The Department of Health and Human Services swings into action against children
Access to healthcare
Dishonest tactics must be exposed: Bill Scher (07-
Four regional directors of the Department of Health and Human Services signed their names on copycat letters sent to editorial pages across the country, spreading misinformation about opposing children's health insurance proposals...
All four somehow managed to come up with identical wording for the same dishonest points.
For example: "The President supports reauthorizing this important program for low income children [the State Children's Health Insurance Program] with enough new funding to ensure that no one currently enrolled loses coverage."
This is a flat lie. Bush's proposal would take away coverage from some currently enrolled kids by imposing a federal income limit on eligibility. (Currently, states have the flexibility to set their own limits.)

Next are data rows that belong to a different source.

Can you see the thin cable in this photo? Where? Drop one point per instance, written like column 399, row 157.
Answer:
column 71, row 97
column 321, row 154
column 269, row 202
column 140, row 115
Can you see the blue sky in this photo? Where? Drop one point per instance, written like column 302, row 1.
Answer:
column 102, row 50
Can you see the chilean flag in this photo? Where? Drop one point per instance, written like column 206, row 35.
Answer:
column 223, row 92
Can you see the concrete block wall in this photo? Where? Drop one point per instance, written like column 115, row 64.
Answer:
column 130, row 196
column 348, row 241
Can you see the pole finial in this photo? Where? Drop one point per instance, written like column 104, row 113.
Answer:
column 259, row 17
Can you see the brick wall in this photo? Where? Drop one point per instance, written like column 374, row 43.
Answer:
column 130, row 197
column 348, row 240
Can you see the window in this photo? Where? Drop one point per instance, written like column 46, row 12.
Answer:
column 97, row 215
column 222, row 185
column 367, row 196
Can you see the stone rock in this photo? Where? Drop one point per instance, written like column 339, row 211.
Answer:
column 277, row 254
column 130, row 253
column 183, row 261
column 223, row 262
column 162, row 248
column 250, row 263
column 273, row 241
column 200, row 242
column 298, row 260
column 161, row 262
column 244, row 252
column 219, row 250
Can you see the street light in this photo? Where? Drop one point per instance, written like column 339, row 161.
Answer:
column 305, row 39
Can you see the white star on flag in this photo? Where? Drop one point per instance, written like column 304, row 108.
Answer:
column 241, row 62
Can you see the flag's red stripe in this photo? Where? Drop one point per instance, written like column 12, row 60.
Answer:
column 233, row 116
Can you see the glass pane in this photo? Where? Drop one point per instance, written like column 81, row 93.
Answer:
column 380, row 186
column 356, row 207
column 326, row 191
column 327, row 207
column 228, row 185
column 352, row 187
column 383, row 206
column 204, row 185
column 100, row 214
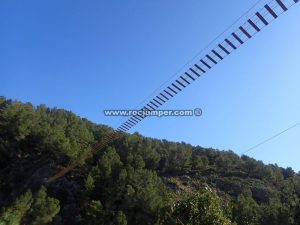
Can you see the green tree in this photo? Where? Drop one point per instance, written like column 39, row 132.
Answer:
column 202, row 208
column 14, row 214
column 43, row 209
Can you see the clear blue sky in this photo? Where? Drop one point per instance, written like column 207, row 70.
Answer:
column 87, row 56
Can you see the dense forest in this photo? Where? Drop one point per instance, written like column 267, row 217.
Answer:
column 135, row 180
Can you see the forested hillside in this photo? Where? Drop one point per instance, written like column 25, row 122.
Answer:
column 136, row 180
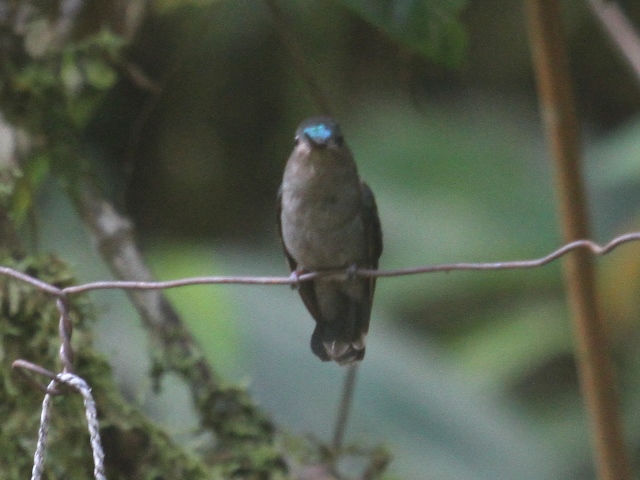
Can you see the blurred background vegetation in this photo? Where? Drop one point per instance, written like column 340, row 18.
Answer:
column 187, row 128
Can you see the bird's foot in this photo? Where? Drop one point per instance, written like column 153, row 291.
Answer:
column 295, row 277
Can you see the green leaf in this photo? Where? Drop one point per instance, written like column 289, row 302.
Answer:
column 100, row 75
column 429, row 27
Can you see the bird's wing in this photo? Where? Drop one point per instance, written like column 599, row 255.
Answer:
column 372, row 224
column 305, row 289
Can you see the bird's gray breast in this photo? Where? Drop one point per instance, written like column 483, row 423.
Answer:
column 322, row 225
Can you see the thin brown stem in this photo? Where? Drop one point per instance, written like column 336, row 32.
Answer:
column 559, row 118
column 344, row 407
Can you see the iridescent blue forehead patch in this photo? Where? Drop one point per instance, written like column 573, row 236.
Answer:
column 318, row 132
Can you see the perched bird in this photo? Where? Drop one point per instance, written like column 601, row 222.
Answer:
column 328, row 219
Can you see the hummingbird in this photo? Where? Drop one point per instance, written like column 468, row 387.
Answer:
column 328, row 219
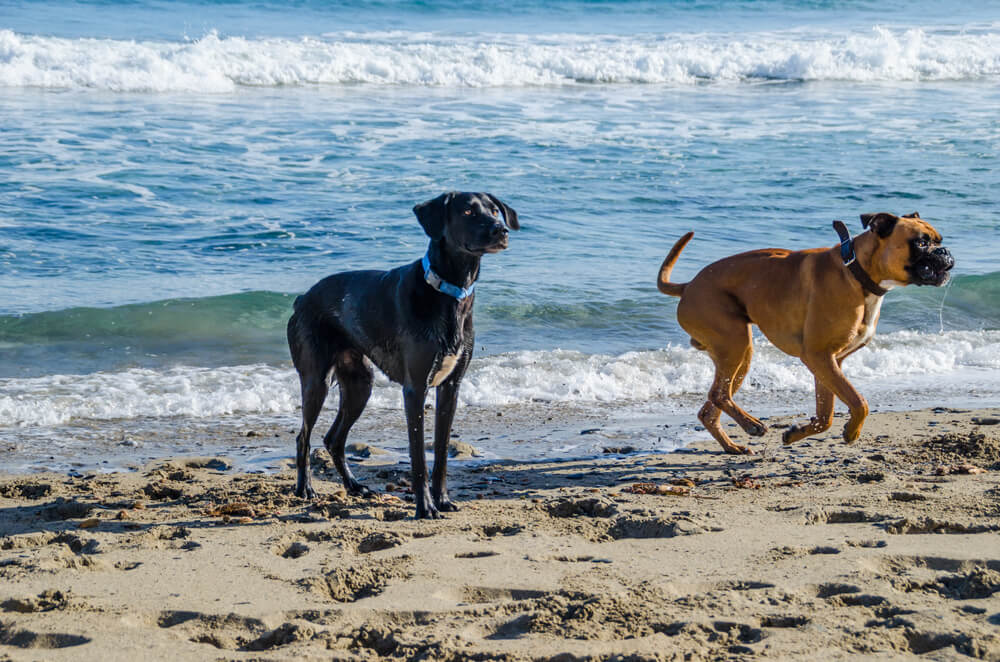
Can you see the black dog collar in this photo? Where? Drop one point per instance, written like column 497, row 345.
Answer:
column 851, row 261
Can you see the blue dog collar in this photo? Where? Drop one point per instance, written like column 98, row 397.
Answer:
column 442, row 285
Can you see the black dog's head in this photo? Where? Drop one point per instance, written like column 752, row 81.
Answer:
column 914, row 252
column 476, row 223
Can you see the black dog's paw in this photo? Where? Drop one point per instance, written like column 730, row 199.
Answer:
column 447, row 506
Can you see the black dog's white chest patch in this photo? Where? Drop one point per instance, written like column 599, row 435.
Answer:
column 445, row 368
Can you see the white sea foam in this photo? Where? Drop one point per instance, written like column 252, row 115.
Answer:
column 214, row 64
column 922, row 367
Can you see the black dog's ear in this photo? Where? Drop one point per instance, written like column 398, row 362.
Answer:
column 509, row 215
column 881, row 223
column 433, row 214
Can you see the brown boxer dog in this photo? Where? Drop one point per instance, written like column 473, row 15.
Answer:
column 820, row 305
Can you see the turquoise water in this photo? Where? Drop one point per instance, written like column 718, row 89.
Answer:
column 172, row 174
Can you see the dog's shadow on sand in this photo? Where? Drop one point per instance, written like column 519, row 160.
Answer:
column 256, row 499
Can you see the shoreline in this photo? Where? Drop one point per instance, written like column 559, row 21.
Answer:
column 820, row 550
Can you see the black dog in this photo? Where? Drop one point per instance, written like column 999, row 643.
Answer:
column 414, row 322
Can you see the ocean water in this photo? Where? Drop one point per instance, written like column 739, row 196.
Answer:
column 172, row 174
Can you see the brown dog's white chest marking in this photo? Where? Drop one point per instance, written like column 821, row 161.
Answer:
column 447, row 365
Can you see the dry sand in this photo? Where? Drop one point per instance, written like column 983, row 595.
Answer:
column 822, row 551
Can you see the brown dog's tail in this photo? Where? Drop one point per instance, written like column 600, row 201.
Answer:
column 663, row 281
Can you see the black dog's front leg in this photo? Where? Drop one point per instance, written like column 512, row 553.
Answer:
column 447, row 400
column 413, row 402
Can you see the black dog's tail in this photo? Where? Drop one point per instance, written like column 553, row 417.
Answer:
column 663, row 280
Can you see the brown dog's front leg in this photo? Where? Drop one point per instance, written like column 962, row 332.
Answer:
column 413, row 402
column 820, row 423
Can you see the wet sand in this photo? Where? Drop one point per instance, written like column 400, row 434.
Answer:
column 883, row 549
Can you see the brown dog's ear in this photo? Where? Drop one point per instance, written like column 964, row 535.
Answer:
column 881, row 223
column 509, row 215
column 433, row 214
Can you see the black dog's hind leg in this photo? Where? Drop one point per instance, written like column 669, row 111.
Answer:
column 314, row 391
column 413, row 402
column 355, row 378
column 444, row 414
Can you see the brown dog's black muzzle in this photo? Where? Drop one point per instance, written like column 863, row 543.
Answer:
column 932, row 267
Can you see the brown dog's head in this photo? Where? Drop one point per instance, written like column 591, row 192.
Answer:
column 910, row 250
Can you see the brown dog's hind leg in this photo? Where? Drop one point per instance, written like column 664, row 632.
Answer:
column 821, row 422
column 827, row 370
column 731, row 366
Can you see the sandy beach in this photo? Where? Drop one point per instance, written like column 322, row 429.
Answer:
column 884, row 549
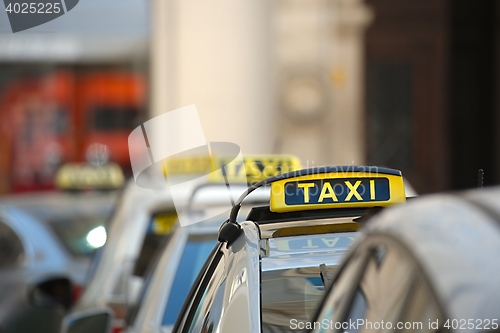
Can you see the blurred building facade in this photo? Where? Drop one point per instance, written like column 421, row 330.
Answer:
column 409, row 84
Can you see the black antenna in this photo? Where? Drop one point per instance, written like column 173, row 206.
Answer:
column 223, row 168
column 480, row 178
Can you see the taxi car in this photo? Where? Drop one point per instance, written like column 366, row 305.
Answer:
column 37, row 274
column 182, row 259
column 429, row 266
column 47, row 243
column 273, row 266
column 143, row 221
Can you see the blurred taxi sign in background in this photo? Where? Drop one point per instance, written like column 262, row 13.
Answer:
column 347, row 187
column 253, row 168
column 256, row 167
column 162, row 223
column 83, row 176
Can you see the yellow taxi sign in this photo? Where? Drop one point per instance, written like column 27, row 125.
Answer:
column 163, row 224
column 255, row 168
column 352, row 187
column 187, row 165
column 82, row 176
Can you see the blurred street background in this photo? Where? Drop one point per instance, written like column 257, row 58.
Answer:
column 411, row 85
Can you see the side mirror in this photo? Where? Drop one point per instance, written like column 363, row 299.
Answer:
column 92, row 321
column 52, row 292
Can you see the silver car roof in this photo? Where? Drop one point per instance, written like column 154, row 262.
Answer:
column 456, row 240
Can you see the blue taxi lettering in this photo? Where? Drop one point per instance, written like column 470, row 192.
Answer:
column 328, row 191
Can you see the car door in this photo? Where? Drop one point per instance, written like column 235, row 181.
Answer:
column 380, row 288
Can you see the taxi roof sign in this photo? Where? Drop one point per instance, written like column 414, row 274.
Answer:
column 338, row 187
column 255, row 168
column 83, row 176
column 251, row 169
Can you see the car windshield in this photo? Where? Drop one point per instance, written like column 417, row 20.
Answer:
column 291, row 281
column 195, row 253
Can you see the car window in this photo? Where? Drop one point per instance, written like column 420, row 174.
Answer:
column 289, row 293
column 11, row 247
column 196, row 252
column 207, row 303
column 340, row 292
column 422, row 307
column 384, row 286
column 159, row 227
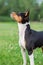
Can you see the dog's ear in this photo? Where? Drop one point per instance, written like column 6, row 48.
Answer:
column 27, row 13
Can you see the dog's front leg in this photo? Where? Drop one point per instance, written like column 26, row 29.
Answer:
column 23, row 55
column 31, row 57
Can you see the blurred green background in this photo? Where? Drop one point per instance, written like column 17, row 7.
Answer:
column 10, row 53
column 35, row 7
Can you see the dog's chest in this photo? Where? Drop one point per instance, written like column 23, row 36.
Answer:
column 22, row 28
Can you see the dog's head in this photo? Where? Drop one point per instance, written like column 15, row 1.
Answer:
column 20, row 17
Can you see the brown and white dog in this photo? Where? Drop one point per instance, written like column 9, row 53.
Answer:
column 28, row 38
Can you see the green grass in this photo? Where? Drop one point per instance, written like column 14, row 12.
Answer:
column 10, row 53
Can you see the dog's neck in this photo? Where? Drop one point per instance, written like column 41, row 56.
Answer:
column 22, row 28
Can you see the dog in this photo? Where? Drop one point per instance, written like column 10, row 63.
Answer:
column 28, row 39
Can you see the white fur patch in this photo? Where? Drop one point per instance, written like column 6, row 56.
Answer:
column 31, row 57
column 22, row 28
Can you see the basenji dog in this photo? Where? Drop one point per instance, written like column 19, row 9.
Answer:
column 28, row 39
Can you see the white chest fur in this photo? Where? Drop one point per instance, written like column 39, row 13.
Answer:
column 22, row 28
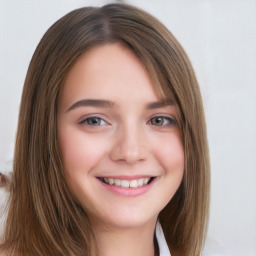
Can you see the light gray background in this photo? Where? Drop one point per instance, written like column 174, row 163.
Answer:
column 220, row 38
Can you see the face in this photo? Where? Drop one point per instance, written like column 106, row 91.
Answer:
column 120, row 145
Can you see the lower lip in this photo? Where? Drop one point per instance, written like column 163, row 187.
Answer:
column 129, row 192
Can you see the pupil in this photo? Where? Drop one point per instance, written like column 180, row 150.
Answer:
column 158, row 121
column 94, row 121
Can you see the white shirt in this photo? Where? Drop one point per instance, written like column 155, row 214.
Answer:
column 162, row 244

According to the Center for Budget and Policy Priorities, the Congressional Budget Office estimated that "about 200,000 children who would otherwise be covered through SCHIP in 2012 would instead be uninsured" by a Senate GOP proposal which follows Bush's stated principles.
And the head of the American Academy of Family Physicians, Dr. Rick Kellerman of Wichita, KS, lambasted the president's paltry funding as insufficient to simply maintain the level of children's coverage that currently exists: "By not providing the funding needed to maintain the program, the Bush administration is stripping health care for indigent children and families."
The copycat letter from the HHS hacks also says that the bills expanding SCHIP, approved by the House and Senate, would: "extend eligibility to millions of children who already have private insurance or whose parents earn enough to afford private insurance..."
This is merely misleading and disingenuous.
The White House spin tries to make you believe this money will be spent on people who don't need any help.
In fact, nearly all the proposed funds would reach kids who are either uninsured or underinsured with inadequate private coverage. (The Senate bill would cover an additional 3-4 million uninsured children, out of 9 million.)
Contrast that with Bush's health insurance proposal, largely consisting of tax breaks. More than 75% of Bush's benefits would go to families that already have coverage. (Further, it would fail to increase the overall number of insured kids.)...
The whole idea of the program is to provide states the flexibility to meet their needs. Ninety percent of the funds goes to families earning less than $41,000 (for a family of four), while states with middle-class families who are still squeezed aren't left out in the cold.
This bogus letter operation is just a part of Bush's larger spin campaign, detailed by Art Levine for In These Times, to defeat any expansion of children's health insurance...
These dishonest tactics must be exposed, because the health of our kids is at risk.